DEF-Related Expansion of Concrete as a Function of Sulfate Content in the Clinker Phase or Cement and Curing Temperature
M. Collepardi, J. J. 0goumah Olagot, D. Salvioni,
and D. Sorrentino
Appears on pages(s):
delayed ettringite formation; expansion; external sulfate attack; internal sulfate attack; sulfate attack
Delayed ettringite formation (DEF) occurs at late ages and the related heterogeneous expansion in a hardened concrete can produce cracking and spalling. There are two different types of DEF depending on the sulphate source: DEF caused by external sulphate attack (ESA) or internal sulphate attack (ISA). In the present paper only ISA-related DEF is studied with reference to the following three parameters: a) the sulfate content in the clinker phase of the cement; b) the curing temperature; c) the presence of preliminary cracks in concrete specimens.
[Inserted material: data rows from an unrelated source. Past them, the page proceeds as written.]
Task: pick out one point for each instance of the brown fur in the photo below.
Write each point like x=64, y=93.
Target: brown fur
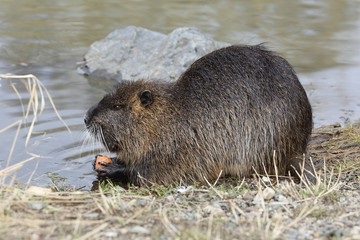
x=236, y=110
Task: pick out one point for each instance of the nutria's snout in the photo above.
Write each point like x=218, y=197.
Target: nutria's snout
x=89, y=115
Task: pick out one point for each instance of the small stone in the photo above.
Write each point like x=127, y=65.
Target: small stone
x=111, y=234
x=281, y=198
x=139, y=230
x=37, y=205
x=38, y=191
x=258, y=199
x=268, y=193
x=266, y=179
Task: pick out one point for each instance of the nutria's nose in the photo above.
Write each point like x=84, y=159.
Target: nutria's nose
x=86, y=119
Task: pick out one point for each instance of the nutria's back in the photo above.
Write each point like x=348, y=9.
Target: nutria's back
x=237, y=110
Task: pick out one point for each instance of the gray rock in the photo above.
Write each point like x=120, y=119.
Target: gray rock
x=136, y=53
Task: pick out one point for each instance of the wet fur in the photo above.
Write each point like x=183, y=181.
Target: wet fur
x=236, y=110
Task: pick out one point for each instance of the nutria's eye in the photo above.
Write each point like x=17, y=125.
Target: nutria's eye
x=146, y=98
x=118, y=106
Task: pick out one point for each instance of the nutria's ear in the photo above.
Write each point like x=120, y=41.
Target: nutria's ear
x=146, y=98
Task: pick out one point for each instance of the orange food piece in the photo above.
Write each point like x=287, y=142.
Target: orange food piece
x=101, y=161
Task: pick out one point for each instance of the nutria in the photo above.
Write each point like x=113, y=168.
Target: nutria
x=239, y=110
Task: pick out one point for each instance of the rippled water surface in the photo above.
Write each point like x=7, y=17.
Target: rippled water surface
x=321, y=39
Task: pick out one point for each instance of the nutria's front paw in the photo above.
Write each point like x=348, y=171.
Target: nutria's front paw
x=108, y=167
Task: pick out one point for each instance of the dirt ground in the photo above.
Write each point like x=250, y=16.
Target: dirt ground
x=258, y=208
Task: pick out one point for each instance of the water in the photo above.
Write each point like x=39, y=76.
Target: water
x=321, y=39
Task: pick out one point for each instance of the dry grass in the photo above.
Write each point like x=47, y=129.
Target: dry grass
x=258, y=208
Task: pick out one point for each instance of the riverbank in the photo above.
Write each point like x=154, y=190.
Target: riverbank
x=259, y=208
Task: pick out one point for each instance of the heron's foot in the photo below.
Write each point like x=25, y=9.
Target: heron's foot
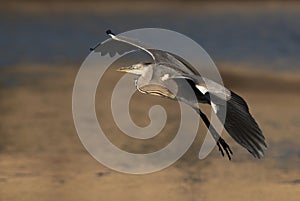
x=224, y=147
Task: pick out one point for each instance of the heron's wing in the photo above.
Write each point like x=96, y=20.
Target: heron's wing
x=113, y=47
x=242, y=127
x=158, y=56
x=239, y=123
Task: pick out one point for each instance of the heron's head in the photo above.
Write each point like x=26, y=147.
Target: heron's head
x=137, y=69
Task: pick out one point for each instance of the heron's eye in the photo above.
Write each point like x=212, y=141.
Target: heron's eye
x=136, y=66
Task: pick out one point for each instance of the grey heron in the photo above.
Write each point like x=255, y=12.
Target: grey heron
x=170, y=71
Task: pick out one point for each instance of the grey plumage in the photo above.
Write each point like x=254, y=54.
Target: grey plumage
x=169, y=76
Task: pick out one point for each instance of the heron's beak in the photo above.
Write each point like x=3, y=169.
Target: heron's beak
x=125, y=69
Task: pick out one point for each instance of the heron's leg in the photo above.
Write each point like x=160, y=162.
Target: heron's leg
x=222, y=145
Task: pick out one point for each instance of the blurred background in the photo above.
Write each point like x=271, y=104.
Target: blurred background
x=255, y=45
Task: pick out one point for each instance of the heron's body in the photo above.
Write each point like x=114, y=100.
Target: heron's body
x=172, y=77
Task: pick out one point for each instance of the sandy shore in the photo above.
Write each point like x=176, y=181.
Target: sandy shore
x=41, y=157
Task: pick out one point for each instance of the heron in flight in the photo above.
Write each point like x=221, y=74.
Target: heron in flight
x=165, y=76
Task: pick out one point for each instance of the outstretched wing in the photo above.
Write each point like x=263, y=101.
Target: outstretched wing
x=239, y=123
x=242, y=127
x=158, y=56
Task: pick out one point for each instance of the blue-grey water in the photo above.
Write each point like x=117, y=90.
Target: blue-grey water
x=263, y=39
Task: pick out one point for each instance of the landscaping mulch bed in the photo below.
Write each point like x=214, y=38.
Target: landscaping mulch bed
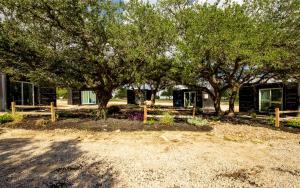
x=108, y=125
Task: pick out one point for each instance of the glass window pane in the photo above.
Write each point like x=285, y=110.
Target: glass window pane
x=265, y=95
x=27, y=94
x=16, y=92
x=276, y=95
x=92, y=97
x=264, y=106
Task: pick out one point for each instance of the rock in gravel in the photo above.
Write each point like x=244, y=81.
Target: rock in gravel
x=164, y=138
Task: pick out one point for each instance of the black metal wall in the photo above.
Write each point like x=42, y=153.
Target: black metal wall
x=178, y=97
x=132, y=98
x=249, y=96
x=74, y=97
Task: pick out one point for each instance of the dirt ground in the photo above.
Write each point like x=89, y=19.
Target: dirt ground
x=227, y=156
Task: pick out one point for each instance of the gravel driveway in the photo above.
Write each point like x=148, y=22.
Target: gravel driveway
x=229, y=156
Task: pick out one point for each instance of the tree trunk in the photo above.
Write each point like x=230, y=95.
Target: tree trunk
x=153, y=95
x=103, y=97
x=217, y=104
x=232, y=99
x=141, y=95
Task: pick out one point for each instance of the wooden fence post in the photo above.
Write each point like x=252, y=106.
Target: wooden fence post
x=277, y=116
x=53, y=118
x=194, y=112
x=13, y=108
x=145, y=114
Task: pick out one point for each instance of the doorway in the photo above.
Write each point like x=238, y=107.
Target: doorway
x=269, y=99
x=88, y=97
x=190, y=99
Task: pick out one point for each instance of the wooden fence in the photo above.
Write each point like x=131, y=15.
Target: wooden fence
x=277, y=115
x=14, y=108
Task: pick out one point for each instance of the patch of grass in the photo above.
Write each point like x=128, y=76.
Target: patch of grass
x=271, y=120
x=294, y=122
x=253, y=115
x=197, y=121
x=151, y=121
x=167, y=119
x=232, y=138
x=6, y=118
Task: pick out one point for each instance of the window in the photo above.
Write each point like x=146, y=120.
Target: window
x=22, y=93
x=88, y=97
x=189, y=99
x=269, y=99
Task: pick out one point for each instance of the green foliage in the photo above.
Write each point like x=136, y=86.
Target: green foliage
x=113, y=110
x=253, y=115
x=197, y=121
x=167, y=119
x=294, y=122
x=271, y=120
x=152, y=121
x=121, y=93
x=5, y=118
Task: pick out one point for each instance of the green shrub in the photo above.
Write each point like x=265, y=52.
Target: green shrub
x=253, y=115
x=17, y=117
x=5, y=118
x=151, y=121
x=294, y=122
x=113, y=110
x=167, y=119
x=197, y=121
x=271, y=120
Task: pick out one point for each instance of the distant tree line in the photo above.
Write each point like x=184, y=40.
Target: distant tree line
x=105, y=45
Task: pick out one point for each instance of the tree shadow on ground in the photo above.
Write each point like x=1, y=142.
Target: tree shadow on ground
x=238, y=121
x=61, y=164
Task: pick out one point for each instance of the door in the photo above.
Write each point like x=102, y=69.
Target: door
x=88, y=97
x=269, y=99
x=22, y=93
x=189, y=99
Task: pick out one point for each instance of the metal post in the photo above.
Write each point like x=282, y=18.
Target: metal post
x=53, y=118
x=277, y=116
x=13, y=108
x=145, y=114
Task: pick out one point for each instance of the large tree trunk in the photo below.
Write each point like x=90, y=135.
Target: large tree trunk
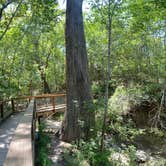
x=78, y=118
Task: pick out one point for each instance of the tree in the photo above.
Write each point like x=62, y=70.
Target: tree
x=78, y=118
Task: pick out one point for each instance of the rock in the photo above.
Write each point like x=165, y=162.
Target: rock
x=123, y=159
x=141, y=156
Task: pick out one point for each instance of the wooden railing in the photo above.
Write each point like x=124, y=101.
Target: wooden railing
x=21, y=150
x=22, y=147
x=9, y=106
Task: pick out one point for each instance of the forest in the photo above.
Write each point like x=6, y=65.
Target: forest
x=109, y=58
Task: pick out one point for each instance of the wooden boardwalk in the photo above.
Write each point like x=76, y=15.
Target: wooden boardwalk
x=7, y=129
x=18, y=131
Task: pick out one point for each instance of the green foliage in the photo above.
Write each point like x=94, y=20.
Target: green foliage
x=43, y=146
x=87, y=152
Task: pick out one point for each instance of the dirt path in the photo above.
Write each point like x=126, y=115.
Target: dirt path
x=7, y=129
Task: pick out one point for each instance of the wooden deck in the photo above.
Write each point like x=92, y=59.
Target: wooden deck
x=21, y=151
x=50, y=110
x=18, y=131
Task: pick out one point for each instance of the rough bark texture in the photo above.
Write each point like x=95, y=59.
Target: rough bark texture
x=78, y=118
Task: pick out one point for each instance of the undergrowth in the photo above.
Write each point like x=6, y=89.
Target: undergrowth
x=43, y=148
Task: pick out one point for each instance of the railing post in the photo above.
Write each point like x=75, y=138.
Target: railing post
x=53, y=102
x=13, y=108
x=2, y=111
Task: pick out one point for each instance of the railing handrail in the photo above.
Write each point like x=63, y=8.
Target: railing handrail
x=35, y=96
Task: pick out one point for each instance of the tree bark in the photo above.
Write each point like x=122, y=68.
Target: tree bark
x=78, y=118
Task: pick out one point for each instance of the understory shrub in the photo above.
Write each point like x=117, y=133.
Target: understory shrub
x=43, y=148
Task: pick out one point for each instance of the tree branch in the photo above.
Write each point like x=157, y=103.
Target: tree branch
x=10, y=21
x=4, y=6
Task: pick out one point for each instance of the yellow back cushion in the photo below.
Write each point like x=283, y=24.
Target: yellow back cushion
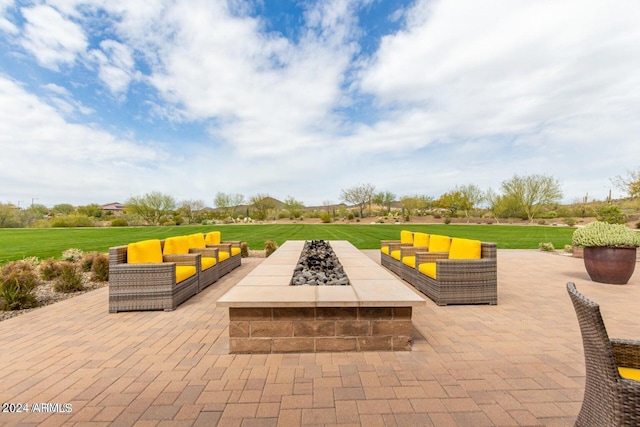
x=420, y=239
x=147, y=251
x=176, y=245
x=196, y=240
x=629, y=373
x=465, y=249
x=207, y=262
x=406, y=236
x=212, y=238
x=438, y=243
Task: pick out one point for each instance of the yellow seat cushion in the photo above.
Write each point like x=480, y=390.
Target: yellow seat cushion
x=428, y=269
x=406, y=236
x=196, y=241
x=438, y=243
x=184, y=272
x=630, y=373
x=409, y=260
x=207, y=262
x=212, y=238
x=176, y=245
x=465, y=249
x=147, y=251
x=420, y=239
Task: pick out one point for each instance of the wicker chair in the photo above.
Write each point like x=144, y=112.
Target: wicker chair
x=612, y=386
x=388, y=246
x=152, y=285
x=460, y=281
x=229, y=252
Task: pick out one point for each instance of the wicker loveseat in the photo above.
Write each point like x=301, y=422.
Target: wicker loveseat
x=229, y=252
x=467, y=274
x=142, y=278
x=390, y=251
x=194, y=244
x=612, y=385
x=422, y=243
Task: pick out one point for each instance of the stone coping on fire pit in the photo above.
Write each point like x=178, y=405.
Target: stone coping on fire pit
x=269, y=284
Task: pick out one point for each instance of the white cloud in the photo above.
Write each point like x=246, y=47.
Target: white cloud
x=46, y=157
x=5, y=23
x=51, y=37
x=116, y=65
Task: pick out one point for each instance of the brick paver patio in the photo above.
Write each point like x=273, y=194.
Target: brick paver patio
x=517, y=363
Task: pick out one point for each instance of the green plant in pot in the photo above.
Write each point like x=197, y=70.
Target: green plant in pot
x=609, y=251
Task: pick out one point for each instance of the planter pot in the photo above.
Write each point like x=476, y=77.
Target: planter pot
x=610, y=265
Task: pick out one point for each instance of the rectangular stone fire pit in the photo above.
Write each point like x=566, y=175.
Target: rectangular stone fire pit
x=267, y=315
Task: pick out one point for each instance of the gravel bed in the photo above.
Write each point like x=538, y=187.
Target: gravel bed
x=45, y=295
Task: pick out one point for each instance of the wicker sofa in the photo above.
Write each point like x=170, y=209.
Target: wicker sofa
x=142, y=278
x=194, y=244
x=389, y=248
x=229, y=252
x=612, y=385
x=458, y=278
x=422, y=243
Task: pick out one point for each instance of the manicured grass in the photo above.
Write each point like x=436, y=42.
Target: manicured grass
x=51, y=242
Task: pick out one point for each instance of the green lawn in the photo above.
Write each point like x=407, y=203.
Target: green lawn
x=51, y=242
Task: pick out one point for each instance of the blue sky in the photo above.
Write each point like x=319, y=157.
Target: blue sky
x=108, y=99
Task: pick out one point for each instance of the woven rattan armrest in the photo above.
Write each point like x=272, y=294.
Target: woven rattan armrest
x=411, y=250
x=397, y=246
x=223, y=247
x=206, y=252
x=627, y=352
x=193, y=260
x=422, y=257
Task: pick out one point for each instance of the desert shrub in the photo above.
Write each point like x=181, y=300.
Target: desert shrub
x=87, y=261
x=611, y=214
x=244, y=250
x=546, y=246
x=50, y=269
x=100, y=268
x=270, y=247
x=119, y=222
x=326, y=218
x=72, y=255
x=73, y=220
x=18, y=281
x=70, y=279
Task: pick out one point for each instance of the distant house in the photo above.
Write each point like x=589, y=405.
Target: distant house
x=114, y=208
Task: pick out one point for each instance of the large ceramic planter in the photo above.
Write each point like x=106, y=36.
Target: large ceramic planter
x=613, y=265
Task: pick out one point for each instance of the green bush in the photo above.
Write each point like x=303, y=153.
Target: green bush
x=270, y=247
x=86, y=262
x=119, y=222
x=70, y=280
x=611, y=214
x=244, y=250
x=18, y=281
x=100, y=268
x=72, y=255
x=50, y=269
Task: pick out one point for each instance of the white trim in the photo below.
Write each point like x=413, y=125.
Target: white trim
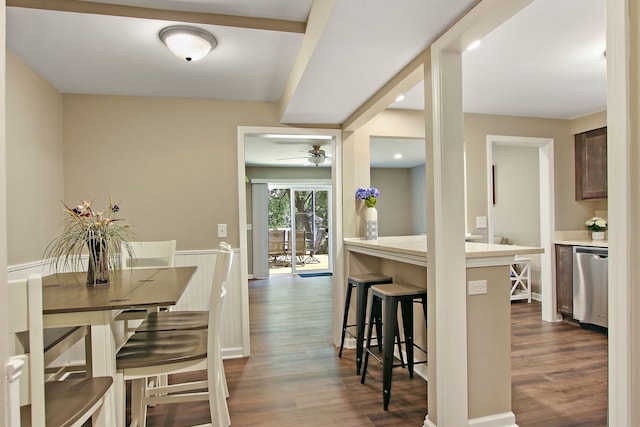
x=291, y=181
x=505, y=419
x=336, y=213
x=547, y=211
x=448, y=388
x=623, y=231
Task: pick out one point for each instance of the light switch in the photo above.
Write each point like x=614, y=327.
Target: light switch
x=477, y=287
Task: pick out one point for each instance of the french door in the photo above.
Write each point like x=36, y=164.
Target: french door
x=299, y=224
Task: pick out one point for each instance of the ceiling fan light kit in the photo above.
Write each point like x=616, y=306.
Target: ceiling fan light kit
x=316, y=160
x=188, y=43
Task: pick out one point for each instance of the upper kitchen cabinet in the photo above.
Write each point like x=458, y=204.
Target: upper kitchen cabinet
x=591, y=164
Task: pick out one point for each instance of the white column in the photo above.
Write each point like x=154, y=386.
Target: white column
x=448, y=385
x=623, y=153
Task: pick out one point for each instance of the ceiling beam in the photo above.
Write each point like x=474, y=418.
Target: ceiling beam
x=319, y=15
x=405, y=80
x=161, y=14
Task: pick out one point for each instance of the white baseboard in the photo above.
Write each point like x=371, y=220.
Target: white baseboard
x=505, y=419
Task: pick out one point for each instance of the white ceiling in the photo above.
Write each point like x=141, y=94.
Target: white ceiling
x=547, y=61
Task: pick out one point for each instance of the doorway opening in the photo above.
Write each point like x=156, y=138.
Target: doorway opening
x=544, y=219
x=299, y=222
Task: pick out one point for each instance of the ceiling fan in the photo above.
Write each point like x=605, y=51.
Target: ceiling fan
x=316, y=157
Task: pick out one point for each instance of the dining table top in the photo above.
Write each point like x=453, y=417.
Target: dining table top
x=129, y=288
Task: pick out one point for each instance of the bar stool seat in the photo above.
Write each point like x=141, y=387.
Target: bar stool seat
x=362, y=283
x=388, y=298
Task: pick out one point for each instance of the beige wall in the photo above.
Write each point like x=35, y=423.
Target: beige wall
x=394, y=204
x=569, y=214
x=170, y=163
x=34, y=162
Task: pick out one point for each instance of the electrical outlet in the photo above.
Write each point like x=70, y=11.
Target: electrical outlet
x=481, y=222
x=477, y=287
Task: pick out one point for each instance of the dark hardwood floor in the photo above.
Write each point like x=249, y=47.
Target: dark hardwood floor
x=294, y=377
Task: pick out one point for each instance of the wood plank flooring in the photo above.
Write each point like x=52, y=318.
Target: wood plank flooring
x=294, y=377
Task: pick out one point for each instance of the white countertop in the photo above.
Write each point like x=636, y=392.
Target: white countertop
x=415, y=248
x=578, y=238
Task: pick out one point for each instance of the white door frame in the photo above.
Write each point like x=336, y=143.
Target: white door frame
x=336, y=213
x=547, y=219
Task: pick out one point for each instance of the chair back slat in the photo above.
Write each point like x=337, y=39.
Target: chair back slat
x=148, y=254
x=25, y=314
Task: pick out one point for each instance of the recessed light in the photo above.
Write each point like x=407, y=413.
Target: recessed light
x=473, y=45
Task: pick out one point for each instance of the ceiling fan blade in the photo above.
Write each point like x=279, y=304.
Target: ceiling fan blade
x=292, y=158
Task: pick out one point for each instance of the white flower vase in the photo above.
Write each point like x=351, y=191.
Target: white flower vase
x=371, y=223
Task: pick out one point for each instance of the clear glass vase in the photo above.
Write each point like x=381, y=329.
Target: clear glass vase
x=371, y=223
x=98, y=271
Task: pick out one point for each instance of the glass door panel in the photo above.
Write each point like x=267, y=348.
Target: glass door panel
x=299, y=230
x=311, y=223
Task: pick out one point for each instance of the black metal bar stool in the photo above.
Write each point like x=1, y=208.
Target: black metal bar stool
x=362, y=283
x=390, y=296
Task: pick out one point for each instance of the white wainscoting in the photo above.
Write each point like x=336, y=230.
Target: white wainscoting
x=195, y=297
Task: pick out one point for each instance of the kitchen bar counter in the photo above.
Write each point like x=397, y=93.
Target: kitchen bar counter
x=487, y=312
x=414, y=249
x=578, y=238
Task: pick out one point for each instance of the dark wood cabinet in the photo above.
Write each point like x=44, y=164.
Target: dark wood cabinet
x=564, y=279
x=591, y=164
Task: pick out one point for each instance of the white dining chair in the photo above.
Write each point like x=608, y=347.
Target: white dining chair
x=190, y=320
x=165, y=352
x=70, y=402
x=136, y=255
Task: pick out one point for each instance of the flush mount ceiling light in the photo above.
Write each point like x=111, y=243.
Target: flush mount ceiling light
x=188, y=43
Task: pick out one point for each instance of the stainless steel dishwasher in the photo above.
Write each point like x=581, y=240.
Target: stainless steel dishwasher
x=590, y=284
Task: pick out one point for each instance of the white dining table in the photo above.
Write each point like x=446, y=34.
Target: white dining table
x=68, y=301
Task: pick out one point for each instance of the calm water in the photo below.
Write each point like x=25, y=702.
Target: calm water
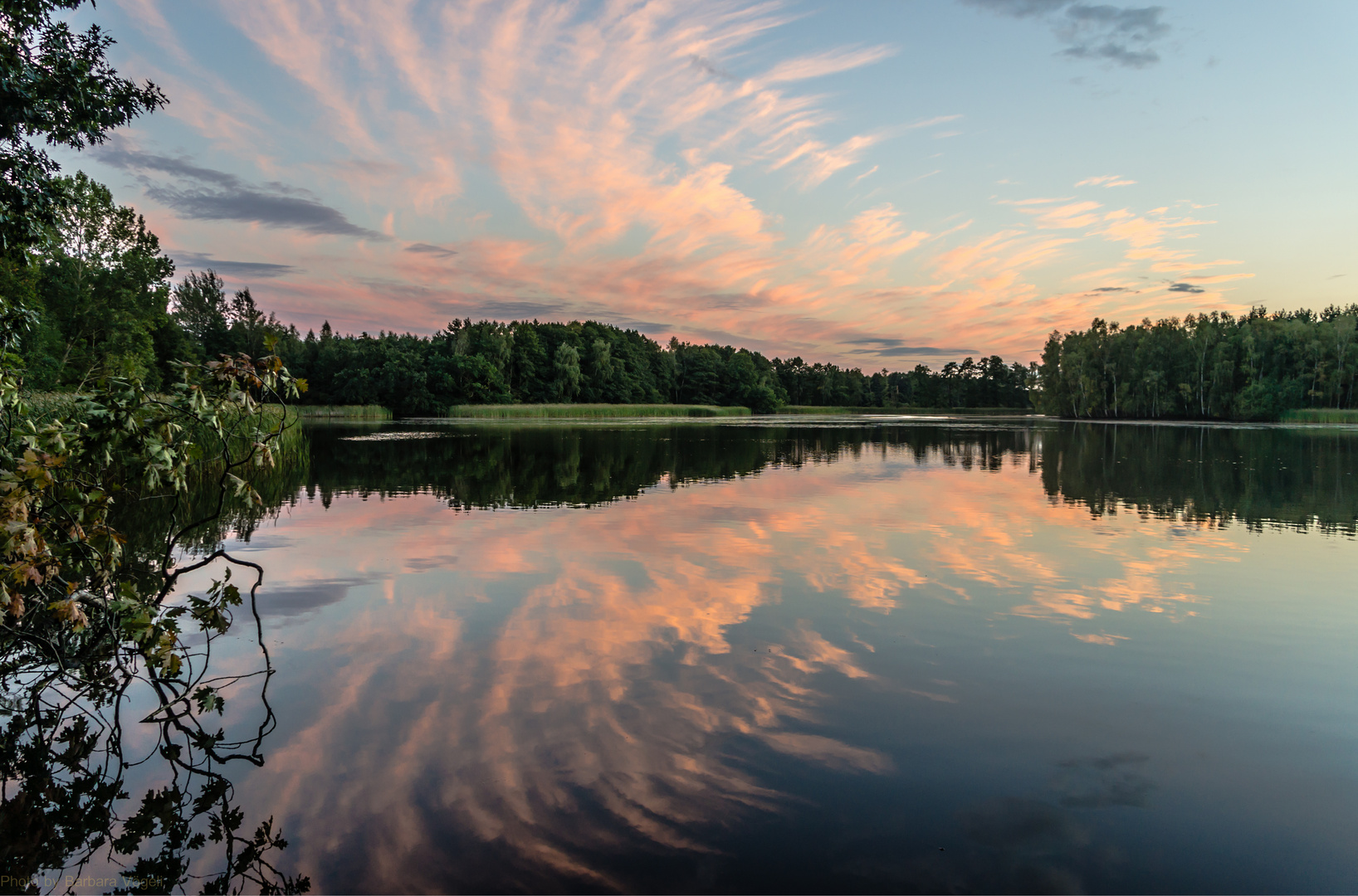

Concretes manufactured at room temperature (20°C) do not show any form of DEF-related expansion independently of the SO3 content of the clinker (1—2%) or the portland cement (2-4%). On the other hand, concretes steam-cured at 90°C and then kept under water show significant expansion related to DEF provided that the SO3 con-tent of the portland cement is relatively high (> 4%). The higher SO3 content in the clinker phases (> 2%) or the presence of preexisting cracks accelerates the DEF-related expansion. Deposition of ettringite fiber crystals occurs in the preexisting cracks or within the new microcracks. Curing at temperatures lower than 80°C, preferably lower than 70°C, is strongly recommended to avoid DEF-related risk. Blended cements with a lower SO3 content should be used in case this limit in curing temperature cannot be safely ensured.